De Madrás me cautivó el perfume de los racimos de azahar que las hembras cuelgan en su moño negro. Es olor de por la tarde, cuando despiertan las yemas que duermen de mañana -¡qué fragancia en el ambiente alrededor de las seis! Las cuentas amarillas caen en la mágica luz extravagante del sari, por donde descubre la espalda su pigmento de aceituna. Nos apresuramos a encontrar sitio en la platea del teatro, detrás de una de esas elegantes criaturas: la danza nimbante y colorida que se escenifica y la embriaguez del naranjo organizan la atracción total.
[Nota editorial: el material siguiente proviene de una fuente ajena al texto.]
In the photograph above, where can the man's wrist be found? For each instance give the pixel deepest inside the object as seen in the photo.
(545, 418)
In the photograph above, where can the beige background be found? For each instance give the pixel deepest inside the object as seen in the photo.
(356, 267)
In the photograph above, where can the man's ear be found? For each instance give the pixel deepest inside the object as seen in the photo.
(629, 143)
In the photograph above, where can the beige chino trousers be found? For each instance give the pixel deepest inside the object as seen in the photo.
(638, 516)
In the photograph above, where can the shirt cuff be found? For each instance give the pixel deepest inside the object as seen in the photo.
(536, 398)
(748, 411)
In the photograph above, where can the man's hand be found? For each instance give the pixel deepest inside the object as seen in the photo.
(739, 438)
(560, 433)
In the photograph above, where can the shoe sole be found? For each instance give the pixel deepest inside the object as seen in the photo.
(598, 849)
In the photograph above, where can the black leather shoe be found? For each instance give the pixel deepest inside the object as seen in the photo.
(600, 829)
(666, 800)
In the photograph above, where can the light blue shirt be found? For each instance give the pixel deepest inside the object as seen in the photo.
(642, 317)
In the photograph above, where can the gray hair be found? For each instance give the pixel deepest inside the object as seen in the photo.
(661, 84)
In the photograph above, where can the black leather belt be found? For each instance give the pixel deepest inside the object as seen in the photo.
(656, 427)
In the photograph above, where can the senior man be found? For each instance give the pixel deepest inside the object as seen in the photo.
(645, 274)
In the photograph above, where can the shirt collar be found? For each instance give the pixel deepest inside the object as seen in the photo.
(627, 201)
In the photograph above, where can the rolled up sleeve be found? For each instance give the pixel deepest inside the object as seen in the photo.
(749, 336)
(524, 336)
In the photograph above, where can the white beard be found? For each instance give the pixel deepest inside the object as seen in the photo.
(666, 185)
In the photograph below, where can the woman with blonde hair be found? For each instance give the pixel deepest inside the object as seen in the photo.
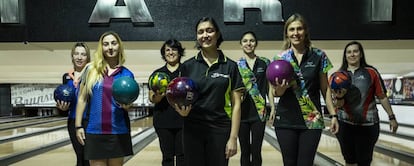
(106, 136)
(298, 119)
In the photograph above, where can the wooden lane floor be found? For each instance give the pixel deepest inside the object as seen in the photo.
(151, 154)
(61, 156)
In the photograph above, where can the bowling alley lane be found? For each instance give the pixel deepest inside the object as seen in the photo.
(31, 128)
(329, 146)
(31, 122)
(65, 156)
(151, 156)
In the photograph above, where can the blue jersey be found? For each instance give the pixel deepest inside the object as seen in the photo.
(68, 79)
(105, 115)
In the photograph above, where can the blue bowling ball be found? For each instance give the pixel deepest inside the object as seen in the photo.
(125, 90)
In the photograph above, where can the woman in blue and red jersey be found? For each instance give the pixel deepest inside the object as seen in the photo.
(107, 136)
(357, 107)
(80, 56)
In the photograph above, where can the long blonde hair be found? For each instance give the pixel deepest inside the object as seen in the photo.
(96, 69)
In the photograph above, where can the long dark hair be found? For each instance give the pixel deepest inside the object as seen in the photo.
(249, 32)
(362, 61)
(173, 43)
(290, 20)
(212, 21)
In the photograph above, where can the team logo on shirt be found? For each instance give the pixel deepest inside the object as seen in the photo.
(310, 64)
(260, 70)
(216, 75)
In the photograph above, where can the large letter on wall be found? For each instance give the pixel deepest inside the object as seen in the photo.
(9, 11)
(381, 10)
(106, 9)
(234, 10)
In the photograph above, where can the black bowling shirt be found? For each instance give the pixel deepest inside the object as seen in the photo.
(214, 85)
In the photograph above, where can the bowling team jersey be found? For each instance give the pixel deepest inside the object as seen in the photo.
(214, 85)
(248, 107)
(305, 113)
(360, 107)
(68, 79)
(165, 115)
(105, 115)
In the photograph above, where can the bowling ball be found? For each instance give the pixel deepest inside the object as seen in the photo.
(158, 81)
(64, 92)
(339, 80)
(280, 69)
(125, 90)
(181, 91)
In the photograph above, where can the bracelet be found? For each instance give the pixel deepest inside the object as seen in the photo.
(339, 98)
(333, 116)
(391, 117)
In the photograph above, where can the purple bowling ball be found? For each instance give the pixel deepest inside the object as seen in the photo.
(64, 93)
(280, 69)
(181, 91)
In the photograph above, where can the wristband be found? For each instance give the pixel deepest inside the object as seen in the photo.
(333, 116)
(391, 117)
(339, 98)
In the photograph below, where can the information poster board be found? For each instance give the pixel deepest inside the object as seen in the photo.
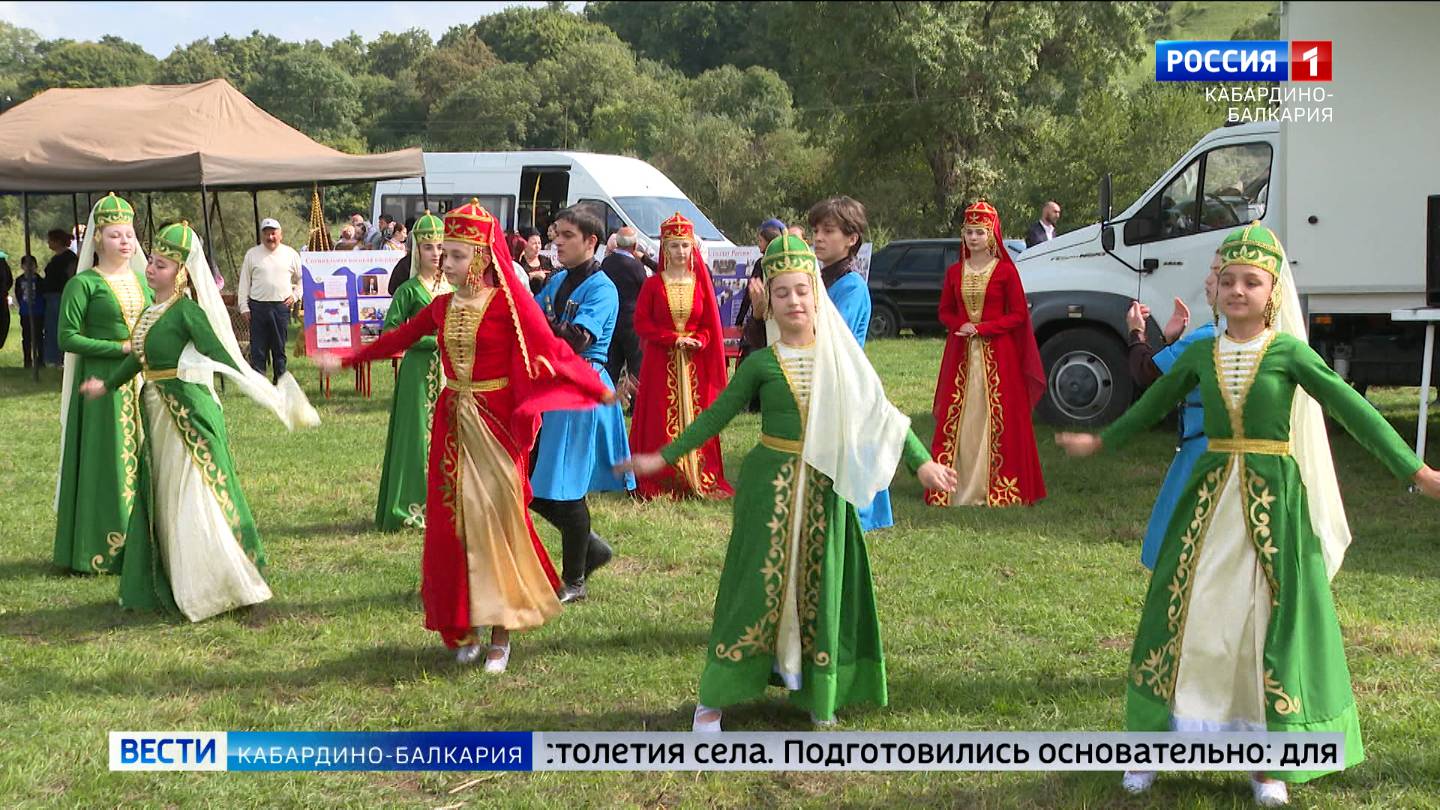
(730, 273)
(346, 296)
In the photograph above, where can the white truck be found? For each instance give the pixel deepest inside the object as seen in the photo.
(527, 188)
(1355, 199)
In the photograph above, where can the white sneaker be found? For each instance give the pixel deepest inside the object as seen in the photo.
(1138, 781)
(1270, 793)
(706, 719)
(497, 665)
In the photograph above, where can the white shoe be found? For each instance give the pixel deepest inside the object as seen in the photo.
(1138, 781)
(1270, 793)
(497, 665)
(710, 722)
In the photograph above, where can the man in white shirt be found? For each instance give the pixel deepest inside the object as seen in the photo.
(268, 288)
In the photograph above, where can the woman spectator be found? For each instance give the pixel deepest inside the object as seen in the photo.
(532, 263)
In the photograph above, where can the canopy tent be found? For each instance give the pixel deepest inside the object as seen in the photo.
(156, 137)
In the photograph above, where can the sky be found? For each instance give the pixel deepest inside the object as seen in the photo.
(159, 28)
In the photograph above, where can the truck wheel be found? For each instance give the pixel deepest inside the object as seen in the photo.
(1087, 379)
(884, 322)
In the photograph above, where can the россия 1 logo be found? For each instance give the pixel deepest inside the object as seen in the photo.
(1218, 61)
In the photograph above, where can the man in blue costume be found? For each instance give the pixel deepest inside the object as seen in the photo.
(838, 229)
(578, 450)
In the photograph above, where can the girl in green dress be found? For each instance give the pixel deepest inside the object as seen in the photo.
(403, 477)
(797, 604)
(192, 542)
(100, 438)
(1239, 630)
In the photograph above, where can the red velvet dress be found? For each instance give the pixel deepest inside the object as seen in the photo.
(988, 386)
(483, 562)
(677, 384)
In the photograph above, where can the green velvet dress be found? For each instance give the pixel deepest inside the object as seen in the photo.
(100, 456)
(797, 554)
(1240, 584)
(403, 476)
(192, 542)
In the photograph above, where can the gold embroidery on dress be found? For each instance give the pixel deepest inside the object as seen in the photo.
(1283, 704)
(759, 637)
(1161, 665)
(215, 479)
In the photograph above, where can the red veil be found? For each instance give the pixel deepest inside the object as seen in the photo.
(1030, 365)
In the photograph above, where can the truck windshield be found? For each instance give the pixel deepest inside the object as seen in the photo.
(648, 212)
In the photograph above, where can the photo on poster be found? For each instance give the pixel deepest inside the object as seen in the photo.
(373, 309)
(333, 312)
(333, 336)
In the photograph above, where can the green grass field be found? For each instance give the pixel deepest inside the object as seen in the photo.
(994, 620)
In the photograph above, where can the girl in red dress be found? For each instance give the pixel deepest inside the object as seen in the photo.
(681, 368)
(483, 564)
(990, 378)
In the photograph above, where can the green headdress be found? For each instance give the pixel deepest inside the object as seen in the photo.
(428, 228)
(788, 254)
(113, 211)
(1256, 245)
(174, 241)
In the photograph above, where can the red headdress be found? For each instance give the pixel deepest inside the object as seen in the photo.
(984, 215)
(545, 372)
(710, 358)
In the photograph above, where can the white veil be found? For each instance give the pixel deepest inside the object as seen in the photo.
(853, 434)
(285, 399)
(85, 264)
(1311, 444)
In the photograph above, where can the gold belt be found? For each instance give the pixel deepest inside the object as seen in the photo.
(477, 386)
(1257, 446)
(782, 444)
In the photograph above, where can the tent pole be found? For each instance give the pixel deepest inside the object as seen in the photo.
(205, 211)
(38, 346)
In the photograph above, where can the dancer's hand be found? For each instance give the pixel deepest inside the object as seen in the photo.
(642, 464)
(1079, 444)
(94, 388)
(1429, 480)
(327, 363)
(935, 476)
(1135, 316)
(1175, 326)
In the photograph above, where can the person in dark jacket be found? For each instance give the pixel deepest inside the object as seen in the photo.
(628, 276)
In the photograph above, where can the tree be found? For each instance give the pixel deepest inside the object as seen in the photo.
(493, 111)
(690, 36)
(195, 62)
(530, 35)
(108, 62)
(461, 58)
(395, 52)
(308, 91)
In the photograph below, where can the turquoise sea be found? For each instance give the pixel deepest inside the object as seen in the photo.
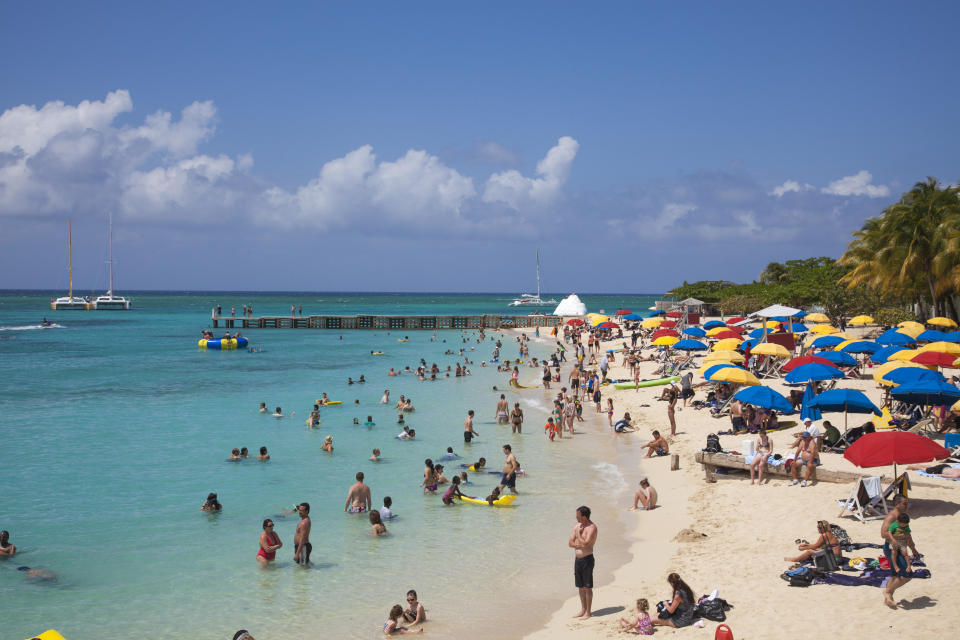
(115, 426)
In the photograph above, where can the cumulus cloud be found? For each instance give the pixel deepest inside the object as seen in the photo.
(790, 186)
(859, 184)
(534, 194)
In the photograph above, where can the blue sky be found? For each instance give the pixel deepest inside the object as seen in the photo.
(434, 145)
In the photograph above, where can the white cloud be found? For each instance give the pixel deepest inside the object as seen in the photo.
(857, 185)
(790, 186)
(533, 194)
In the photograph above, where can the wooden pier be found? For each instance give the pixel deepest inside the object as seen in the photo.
(386, 323)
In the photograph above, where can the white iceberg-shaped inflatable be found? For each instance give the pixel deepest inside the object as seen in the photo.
(570, 306)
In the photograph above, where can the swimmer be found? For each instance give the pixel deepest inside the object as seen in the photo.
(211, 503)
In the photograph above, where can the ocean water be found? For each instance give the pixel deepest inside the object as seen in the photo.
(115, 426)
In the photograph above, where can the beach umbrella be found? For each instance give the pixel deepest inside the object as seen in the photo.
(838, 358)
(942, 347)
(940, 321)
(881, 356)
(860, 346)
(892, 337)
(931, 335)
(764, 397)
(790, 365)
(806, 408)
(734, 376)
(770, 349)
(690, 345)
(812, 373)
(710, 368)
(935, 358)
(927, 392)
(824, 342)
(906, 375)
(726, 345)
(883, 448)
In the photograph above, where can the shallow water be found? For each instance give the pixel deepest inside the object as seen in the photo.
(116, 426)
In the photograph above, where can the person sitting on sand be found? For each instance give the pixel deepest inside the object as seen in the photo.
(658, 446)
(642, 624)
(392, 625)
(646, 495)
(827, 541)
(377, 527)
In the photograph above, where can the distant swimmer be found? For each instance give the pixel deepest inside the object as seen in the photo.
(269, 543)
(358, 497)
(301, 539)
(211, 503)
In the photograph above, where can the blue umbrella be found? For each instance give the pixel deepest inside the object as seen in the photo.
(892, 336)
(813, 372)
(712, 370)
(764, 397)
(927, 392)
(884, 354)
(861, 346)
(806, 409)
(838, 358)
(690, 345)
(827, 341)
(909, 375)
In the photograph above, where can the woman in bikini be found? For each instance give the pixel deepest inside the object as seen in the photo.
(269, 543)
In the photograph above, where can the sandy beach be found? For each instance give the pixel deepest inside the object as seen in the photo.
(733, 537)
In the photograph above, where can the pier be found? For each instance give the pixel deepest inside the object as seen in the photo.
(386, 323)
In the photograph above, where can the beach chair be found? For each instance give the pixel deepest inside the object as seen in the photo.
(866, 501)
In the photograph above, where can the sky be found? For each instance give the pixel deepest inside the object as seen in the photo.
(435, 146)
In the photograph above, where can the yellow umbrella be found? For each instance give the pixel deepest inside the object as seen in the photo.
(771, 349)
(727, 344)
(940, 321)
(724, 356)
(823, 329)
(942, 347)
(735, 376)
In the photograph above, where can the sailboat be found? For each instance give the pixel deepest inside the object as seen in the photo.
(70, 302)
(527, 299)
(109, 301)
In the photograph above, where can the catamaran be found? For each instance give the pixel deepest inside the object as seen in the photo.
(527, 299)
(70, 302)
(109, 301)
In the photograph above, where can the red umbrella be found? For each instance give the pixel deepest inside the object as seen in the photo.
(935, 358)
(796, 362)
(893, 447)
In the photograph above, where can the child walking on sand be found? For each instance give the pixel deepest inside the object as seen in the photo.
(641, 625)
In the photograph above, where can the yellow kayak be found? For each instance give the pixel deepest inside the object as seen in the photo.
(502, 501)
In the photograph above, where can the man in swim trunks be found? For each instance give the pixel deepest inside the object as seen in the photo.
(358, 497)
(582, 539)
(301, 539)
(508, 477)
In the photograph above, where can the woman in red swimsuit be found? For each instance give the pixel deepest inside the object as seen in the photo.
(269, 543)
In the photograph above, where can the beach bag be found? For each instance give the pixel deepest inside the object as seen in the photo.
(713, 444)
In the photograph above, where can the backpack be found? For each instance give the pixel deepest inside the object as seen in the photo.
(713, 444)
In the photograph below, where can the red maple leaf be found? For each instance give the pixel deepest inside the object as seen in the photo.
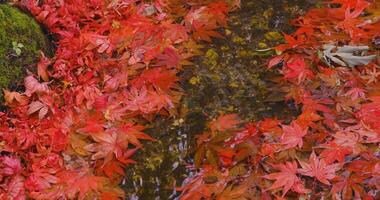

En el intermedio fumé con deleite unos curiosos cigarrillos -finos y marrones- de pocas rupias. En las escaleras exteriores, algunos permanecen sentados sobre sus piernas encogidas -no sienten calambres-, charlan de sus asuntos -indiferentes a la calle enloquecida- y parecen complacerse en el manso descaro de la atardecida -los extraños vehículos que corren como demonios y la muchedumbre constante prosiguen hasta la noche. Mientras extingo el tabaco en humo, me apoyo en la balaustrada y observo a los transeúntes con sus amplios trajes lúcidos y flotantes; fotografié a un varón hindú que en paciente rito orina enfrente -lo hacen en cuclillas, al modo de las mujeres. La función alucinante la presencié en las aceras y en el asfalto ¿no acaba acaso la sala de espectáculos en sus entradas? Lo fantástico, lo imaginario y lo misterioso pugna por cualquier parte ¿no aposté entonces y decidí rasgar completamente los prejuicios?, ¿aprender a ver?, ¿realmente queda algo más importante que comprender?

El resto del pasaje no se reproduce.